I just see the police checking for speed too often on roads where it’s easy to go over the limit, like the Kapiti Expressway, where I believe they should focus on e.g. 50km/h areas, checking for red light runners, alcohol, and tailgating.
Interesting! I have never seen police on the Transmission Gully/Kāpitiexpressway stretch of road except for police travelling along it. Never seen a speed trap.
I also think we are headed for a future with police playing a smaller part in speed detection (and cameras playing a bigger part).
We could probably keep many of the 80kph roads at 100kph if you had confidence people would actually drive at 100. Camera enforcement will play a big part in future I feel, the culture change to get people sticking to the posted speed limit.

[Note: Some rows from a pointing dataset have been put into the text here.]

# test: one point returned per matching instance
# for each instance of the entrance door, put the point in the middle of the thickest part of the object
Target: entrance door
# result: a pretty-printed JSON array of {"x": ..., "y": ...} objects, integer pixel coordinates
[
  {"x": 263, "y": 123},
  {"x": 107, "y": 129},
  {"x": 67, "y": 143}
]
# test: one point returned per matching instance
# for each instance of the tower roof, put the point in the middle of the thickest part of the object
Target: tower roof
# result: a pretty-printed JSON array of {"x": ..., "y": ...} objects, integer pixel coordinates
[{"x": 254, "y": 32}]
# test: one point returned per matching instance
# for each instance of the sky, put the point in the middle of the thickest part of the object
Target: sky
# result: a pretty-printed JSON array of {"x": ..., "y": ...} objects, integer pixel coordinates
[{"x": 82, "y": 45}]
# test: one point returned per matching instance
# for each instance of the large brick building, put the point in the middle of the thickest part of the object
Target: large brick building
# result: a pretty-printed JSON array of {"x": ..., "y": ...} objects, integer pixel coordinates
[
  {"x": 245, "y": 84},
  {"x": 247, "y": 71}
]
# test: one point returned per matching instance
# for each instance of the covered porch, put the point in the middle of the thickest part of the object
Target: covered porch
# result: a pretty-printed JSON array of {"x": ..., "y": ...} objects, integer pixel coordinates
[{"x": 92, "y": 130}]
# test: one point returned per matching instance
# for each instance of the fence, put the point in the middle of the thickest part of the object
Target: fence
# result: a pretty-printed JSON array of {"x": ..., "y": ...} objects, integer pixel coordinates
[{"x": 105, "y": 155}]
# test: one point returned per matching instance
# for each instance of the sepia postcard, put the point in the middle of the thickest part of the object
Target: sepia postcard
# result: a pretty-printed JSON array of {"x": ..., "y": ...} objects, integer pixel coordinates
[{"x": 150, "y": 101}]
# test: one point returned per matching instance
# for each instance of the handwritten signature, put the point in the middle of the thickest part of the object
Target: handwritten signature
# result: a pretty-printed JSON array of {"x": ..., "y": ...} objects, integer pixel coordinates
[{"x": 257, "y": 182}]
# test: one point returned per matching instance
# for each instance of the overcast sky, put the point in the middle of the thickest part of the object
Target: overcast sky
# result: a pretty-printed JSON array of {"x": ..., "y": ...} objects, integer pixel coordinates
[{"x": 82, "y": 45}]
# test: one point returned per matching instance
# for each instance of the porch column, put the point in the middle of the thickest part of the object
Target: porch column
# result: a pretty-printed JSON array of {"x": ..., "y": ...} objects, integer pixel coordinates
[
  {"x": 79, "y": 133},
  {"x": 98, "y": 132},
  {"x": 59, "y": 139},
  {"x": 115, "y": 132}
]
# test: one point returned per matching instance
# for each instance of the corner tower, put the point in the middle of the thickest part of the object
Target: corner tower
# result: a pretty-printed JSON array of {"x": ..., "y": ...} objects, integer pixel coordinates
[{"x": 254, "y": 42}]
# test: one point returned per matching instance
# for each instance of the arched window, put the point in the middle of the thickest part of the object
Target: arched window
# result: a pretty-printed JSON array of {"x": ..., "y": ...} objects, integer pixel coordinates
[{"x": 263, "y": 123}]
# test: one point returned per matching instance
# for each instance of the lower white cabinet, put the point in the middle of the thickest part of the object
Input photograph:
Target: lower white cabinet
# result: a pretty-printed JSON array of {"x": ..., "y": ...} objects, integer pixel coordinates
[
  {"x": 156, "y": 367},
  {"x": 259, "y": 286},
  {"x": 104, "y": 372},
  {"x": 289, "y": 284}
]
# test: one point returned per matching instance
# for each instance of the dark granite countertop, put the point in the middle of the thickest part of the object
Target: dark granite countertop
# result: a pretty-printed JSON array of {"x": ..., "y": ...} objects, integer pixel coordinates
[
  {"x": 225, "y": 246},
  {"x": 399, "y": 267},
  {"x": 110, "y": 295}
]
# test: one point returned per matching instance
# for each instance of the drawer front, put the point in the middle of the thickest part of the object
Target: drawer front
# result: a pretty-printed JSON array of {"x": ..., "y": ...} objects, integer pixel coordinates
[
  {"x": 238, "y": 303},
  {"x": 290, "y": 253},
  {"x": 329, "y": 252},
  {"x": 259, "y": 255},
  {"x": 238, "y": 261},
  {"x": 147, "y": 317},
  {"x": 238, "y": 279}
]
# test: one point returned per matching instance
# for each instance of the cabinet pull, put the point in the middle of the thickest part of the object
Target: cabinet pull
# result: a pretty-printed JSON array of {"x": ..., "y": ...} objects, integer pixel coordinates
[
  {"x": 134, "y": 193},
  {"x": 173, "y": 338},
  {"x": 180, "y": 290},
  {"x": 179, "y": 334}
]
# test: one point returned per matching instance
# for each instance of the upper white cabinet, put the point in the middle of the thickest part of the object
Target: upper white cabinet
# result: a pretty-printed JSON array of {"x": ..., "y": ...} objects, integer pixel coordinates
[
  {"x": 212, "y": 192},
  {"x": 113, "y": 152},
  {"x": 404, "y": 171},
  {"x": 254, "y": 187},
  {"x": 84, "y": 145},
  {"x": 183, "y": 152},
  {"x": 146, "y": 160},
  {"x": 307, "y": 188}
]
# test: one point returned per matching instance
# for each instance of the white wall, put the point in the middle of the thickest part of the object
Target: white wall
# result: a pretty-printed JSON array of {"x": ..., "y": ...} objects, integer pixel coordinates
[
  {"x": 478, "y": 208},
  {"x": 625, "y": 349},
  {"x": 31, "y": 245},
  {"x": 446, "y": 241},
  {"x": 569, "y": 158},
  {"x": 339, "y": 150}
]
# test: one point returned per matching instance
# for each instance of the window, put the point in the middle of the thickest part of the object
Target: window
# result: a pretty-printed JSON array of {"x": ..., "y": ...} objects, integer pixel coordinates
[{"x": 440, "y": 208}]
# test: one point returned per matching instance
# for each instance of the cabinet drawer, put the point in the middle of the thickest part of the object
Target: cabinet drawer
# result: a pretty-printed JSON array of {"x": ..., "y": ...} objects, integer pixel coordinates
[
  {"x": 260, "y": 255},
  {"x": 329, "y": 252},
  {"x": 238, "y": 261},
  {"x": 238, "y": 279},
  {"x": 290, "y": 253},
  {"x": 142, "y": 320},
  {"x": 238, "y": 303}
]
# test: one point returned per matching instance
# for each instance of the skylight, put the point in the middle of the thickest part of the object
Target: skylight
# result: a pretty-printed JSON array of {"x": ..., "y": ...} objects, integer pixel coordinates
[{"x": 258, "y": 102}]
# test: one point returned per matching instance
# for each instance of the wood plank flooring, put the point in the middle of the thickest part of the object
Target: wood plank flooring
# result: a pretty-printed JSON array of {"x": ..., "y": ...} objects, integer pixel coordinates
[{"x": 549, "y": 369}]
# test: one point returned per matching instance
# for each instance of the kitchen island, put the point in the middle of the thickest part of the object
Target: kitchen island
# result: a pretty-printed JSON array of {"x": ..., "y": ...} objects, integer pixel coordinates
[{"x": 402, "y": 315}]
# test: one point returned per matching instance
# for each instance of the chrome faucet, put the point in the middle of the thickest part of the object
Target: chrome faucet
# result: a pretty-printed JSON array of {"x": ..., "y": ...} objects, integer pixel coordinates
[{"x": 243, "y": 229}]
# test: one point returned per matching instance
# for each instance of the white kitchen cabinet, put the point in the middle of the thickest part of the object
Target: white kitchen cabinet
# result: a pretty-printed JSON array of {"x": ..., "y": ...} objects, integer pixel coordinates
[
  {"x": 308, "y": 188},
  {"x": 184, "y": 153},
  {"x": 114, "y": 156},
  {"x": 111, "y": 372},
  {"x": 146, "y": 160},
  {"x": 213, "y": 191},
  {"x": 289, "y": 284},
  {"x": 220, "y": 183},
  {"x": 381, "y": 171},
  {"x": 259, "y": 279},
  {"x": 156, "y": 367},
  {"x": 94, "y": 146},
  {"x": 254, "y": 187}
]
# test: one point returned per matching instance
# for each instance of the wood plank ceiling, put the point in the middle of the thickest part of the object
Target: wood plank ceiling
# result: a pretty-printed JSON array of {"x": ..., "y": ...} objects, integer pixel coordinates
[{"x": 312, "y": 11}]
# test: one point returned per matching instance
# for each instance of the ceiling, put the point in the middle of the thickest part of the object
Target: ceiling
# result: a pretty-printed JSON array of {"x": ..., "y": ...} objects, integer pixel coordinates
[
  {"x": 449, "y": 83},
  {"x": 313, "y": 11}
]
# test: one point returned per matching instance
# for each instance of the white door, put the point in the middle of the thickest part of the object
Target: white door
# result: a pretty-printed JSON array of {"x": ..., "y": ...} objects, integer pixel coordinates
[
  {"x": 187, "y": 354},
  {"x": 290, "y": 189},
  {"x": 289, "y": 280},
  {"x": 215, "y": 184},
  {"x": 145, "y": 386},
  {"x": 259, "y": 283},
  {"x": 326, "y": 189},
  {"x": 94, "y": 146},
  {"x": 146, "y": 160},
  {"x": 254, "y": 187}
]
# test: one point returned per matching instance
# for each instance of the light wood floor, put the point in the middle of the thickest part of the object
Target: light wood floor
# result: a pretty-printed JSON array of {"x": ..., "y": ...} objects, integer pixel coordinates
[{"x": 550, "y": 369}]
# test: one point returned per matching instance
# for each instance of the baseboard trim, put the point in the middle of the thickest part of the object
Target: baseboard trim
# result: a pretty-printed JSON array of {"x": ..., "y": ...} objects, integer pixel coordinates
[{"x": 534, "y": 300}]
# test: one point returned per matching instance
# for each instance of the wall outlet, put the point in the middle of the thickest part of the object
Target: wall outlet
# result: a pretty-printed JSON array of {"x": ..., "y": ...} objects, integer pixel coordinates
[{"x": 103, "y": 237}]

In The Netherlands, speed traps are done by a separate unit, they’re not police officers. It’s also fully automated and a separate speed tracked process within the legal system, anything below 30 km/h is fully automated & car owners are automatically invoiced and assumed in the wrong if caught in a speed trap. You have to go through many loops to appeal. It’s a massive cash grab system and seen as just another tax as it’s used to pay for completely unrelated things, like free school books.
While most people adhere to the limits, many people still exceed the limits as it’s mostly safe to do so.
The low road toll there is mainly contributed to the very safe roads, and e.g. no crossings and traffic lights at 100km/hour roads, like here in NZ.
One problem NZ has is that things are far away from each other, and it’s mountainous.
That means we spend a lot more time driving long distance than people in The Netherlands, and this driving is largely on long, windy, poor quality roads. The roads are poor quality because we need so many of them compared to the population.
We have less than 20 people per km^2, vs The Netherland’s 500+.
Yep true, think my comparison is not entirely fair. Also, in NL the taxes are a lot higher; e.g. road tax / month for a petrol car is what we pay here per YEAR, diesel cars are even more expensive. Plus, there’s an additional tax on new vehicles.
That’s a very long winded way of saying fixing the underlying issues is too hard, so we’re just going to slow everyone down.
Road to Zero is a 30 year plan with a multifaceted approach. There is progress on things like camera detection of phone use and people not wearing seatbelts, but technology and culture changes take time. Speed limits don’t take time, and help towards the goal.
Road to Zero is not some new idea someone at Waka Kōtahi thought up. It’s something in use in many countries around the world with it’s origins in the 90s.